Episodic syncope in hypertrophic cardiomyopathy: evidence for inappropriate vasodilation

Symptoms of impaired consciousness (syncope and pre-syncope) occur in 15 – 25% of patients with hypertrophic cardiomyopathy[1]. In young patients a history of recurrent syncope is associated with an increased risk of sudden death[2-5]. Syncope usually occurs without warning or symptoms suggestive of the cause. Detailed investigations identify a probable mechanism in a minority, usually paroxysmal atrial fibrillation or ventricular tachycardia.
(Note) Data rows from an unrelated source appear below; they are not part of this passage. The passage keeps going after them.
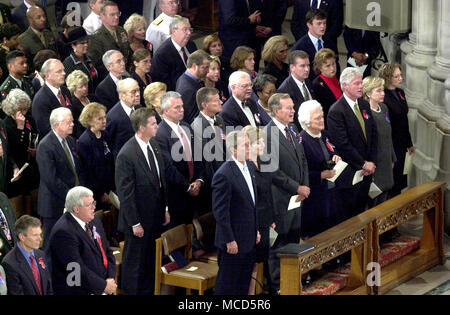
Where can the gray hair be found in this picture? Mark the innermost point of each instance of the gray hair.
(165, 99)
(47, 66)
(348, 75)
(174, 24)
(75, 196)
(304, 112)
(236, 76)
(57, 115)
(124, 84)
(106, 58)
(13, 100)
In the majority however no likely mechanism is found despite repeated 24-hour ambulatory ECG or patient-activated monitoring, exercise testing and invasive electrophysiological studies[1;6]. Empiric treatment with Amiodarone, a pacemaker, or an implantable cardioverter-defibrillator is commonly employed, but is often unsuccessful in relieving the symptoms. We have previously observed that approximately 30% of patients with HCM have abnormal blood pressure response during maximal upright exercise[8;9]. This was due in the majority of patients to an exaggerated fall in systemic vascular resistance, possibly arising from abnormal activation of stretch-sensitive left ventricular mechanoreceptors[8;10], by a mechanism similar to that described in aortic stenosis[11]. However, in some patients an inadequate cardiac output response to exercise may be responsible[12]. We hypothesised that abnormal vasodepressor-mediated hypotension may also occur during daily life in patients with HCM, and that this may be an important mechanism of syncope when conventional investigations fail to reveal a cause.